After a few false starts — they're initially inspired by a chance meeting with a gay male porno actor named Brandon St. Randy (played by Justin Long, the snotty Mac spokesman in Apple's TV commercials) — Zack and Miri eventually set their magnum opus in the coffee shop after it closes for the night. The final title: Swallow My Cockuccino. The moment of truth arrives when Zack and Miri finally have to do their big scene together. They're awkward because there are actual feelings involved. It's then that director Smith cuts away from the porn-shoot-POV visuals to the slicker, professionally produced shot of Zack and Miri actually making love instead of merely fucking — and there's a lesson there for all of us. It's a regular love scene like in any chick flick, safe and comfortable and non-threatening, definitely not masturbation fodder, and we could say the same for Zack and Miri Make a Porno. Thus, the evolution of one-time bad boy Kevin Smith.

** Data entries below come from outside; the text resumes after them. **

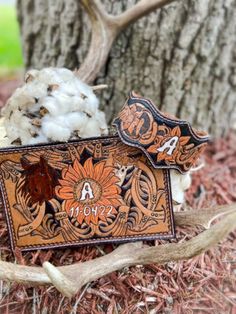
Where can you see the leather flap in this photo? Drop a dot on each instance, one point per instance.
(84, 192)
(166, 141)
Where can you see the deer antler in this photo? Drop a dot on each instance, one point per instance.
(69, 279)
(105, 29)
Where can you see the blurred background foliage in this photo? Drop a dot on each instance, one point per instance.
(11, 60)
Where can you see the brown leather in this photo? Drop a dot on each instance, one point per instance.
(166, 141)
(88, 191)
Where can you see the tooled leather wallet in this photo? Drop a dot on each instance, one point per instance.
(98, 190)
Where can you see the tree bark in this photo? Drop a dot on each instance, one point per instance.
(183, 56)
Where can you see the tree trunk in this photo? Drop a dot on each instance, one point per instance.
(183, 56)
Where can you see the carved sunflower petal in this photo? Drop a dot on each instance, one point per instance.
(153, 149)
(184, 140)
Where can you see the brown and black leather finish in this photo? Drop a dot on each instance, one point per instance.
(166, 141)
(84, 192)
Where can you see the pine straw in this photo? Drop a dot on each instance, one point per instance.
(205, 284)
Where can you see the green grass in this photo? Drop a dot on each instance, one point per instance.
(10, 48)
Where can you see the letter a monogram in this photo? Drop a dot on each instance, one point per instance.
(87, 190)
(170, 145)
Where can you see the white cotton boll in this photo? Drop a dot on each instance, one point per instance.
(95, 126)
(4, 141)
(76, 120)
(53, 105)
(38, 139)
(55, 129)
(49, 76)
(179, 183)
(64, 74)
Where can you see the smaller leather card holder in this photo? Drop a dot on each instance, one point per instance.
(84, 192)
(166, 141)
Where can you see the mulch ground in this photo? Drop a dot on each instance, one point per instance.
(204, 284)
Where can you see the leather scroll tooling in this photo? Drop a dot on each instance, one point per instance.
(89, 191)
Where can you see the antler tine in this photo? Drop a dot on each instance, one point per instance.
(105, 29)
(69, 279)
(142, 8)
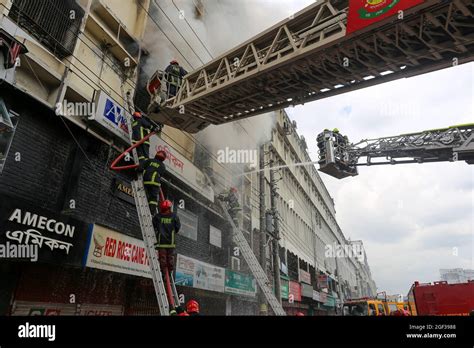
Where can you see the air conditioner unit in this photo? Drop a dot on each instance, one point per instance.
(234, 263)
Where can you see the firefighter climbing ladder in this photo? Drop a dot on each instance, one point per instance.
(255, 267)
(146, 225)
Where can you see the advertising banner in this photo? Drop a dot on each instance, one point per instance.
(182, 168)
(191, 272)
(240, 284)
(305, 277)
(29, 232)
(295, 291)
(116, 252)
(316, 296)
(323, 297)
(363, 13)
(284, 288)
(124, 191)
(306, 290)
(30, 308)
(323, 281)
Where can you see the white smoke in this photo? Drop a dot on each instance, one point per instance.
(224, 25)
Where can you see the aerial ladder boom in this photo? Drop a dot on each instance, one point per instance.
(314, 55)
(340, 159)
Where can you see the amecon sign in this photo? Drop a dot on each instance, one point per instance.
(60, 239)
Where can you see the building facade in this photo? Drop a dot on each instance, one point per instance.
(67, 71)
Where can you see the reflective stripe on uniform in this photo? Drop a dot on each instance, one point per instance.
(172, 245)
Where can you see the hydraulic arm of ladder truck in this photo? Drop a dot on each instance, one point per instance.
(340, 158)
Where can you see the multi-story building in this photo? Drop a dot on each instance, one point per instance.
(63, 107)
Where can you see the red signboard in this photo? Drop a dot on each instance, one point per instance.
(363, 13)
(295, 291)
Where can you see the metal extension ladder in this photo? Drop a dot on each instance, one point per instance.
(255, 267)
(148, 231)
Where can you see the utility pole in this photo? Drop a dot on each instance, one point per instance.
(263, 232)
(276, 235)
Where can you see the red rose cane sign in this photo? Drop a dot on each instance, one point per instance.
(363, 13)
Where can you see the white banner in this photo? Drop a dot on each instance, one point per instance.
(182, 168)
(191, 272)
(116, 252)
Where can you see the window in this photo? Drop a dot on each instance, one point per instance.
(189, 223)
(215, 236)
(50, 22)
(8, 122)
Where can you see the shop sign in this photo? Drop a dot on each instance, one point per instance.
(183, 169)
(295, 291)
(323, 281)
(34, 308)
(284, 288)
(363, 13)
(306, 290)
(201, 275)
(48, 237)
(305, 277)
(117, 252)
(111, 116)
(323, 297)
(240, 284)
(99, 310)
(316, 296)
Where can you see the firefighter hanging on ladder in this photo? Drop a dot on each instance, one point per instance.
(153, 170)
(167, 225)
(141, 127)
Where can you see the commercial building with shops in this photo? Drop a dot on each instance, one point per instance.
(59, 195)
(57, 192)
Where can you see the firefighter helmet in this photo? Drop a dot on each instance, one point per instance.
(165, 206)
(192, 306)
(160, 155)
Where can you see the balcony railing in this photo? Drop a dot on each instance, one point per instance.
(54, 23)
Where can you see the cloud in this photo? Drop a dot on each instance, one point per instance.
(414, 219)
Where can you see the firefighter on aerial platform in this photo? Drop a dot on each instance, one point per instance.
(233, 200)
(175, 74)
(192, 308)
(141, 127)
(153, 170)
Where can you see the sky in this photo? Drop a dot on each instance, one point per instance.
(413, 219)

So no Elizabeth Banks money shot. No sirree. Turns out Rogen has a warm and cuddly side. Delaney's wife is just as funny as he is. Weak Starbucks joke with the "Venti Vulva" scene. And we learn what a "Dutch rudder" is. Try to contain your feeling of contentment.

Fear(s) of the Dark (original title: Peurs du noir), a 2007 French-produced compilation of black-and-white animated shorts by various comic and graphic novel artists, all of whom try their best to disturb us, runs eighty minutes and is not even a second too short.

Among the high points in the uneven bag of nominally scary toons is the story of a young man menaced by giant, shape-shifting insects — it's by graphic artist Charles Burns, whose comic strip Big Baby ran in this paper in the late '80s. Also potent is the intermittent tale of a demonic 18th-century squire siccing his pack of fearsome leashed dogs on helpless peasants for sport, a nightmare scenario created by 41-year-old Christian Hincker, aka Blutch, a French/Belgian graphic storyteller. Marie Caillou's Japanese-derived evil fairytale resounds with eerie forest imagery that might have been lifted from the films of Takashi Miike or the chaotic artwork of Toshio Saeki.

One of the longest segments, a hit-or-miss shaggy-dog story about a man seemingly trapped in an old dark house, nevertheless makes marvelous use of light and blackness, as the man starts a fire, carries a candle though a patterned-wallpapered room, and generally becomes lost in the gloom. It's the work of Richard McGuire, an illustrator and designer who does covers for The New Yorker. Fear(s) of the Dark is calendared into the Shattuck — don't expect it to last more than a week. Graphic art and comics fans will appreciate its high-art wrinkle on the tried-and-true toon package concept, but aside from Blutch's Sade-istic vignette, it's pretty tame stuff conceptionally.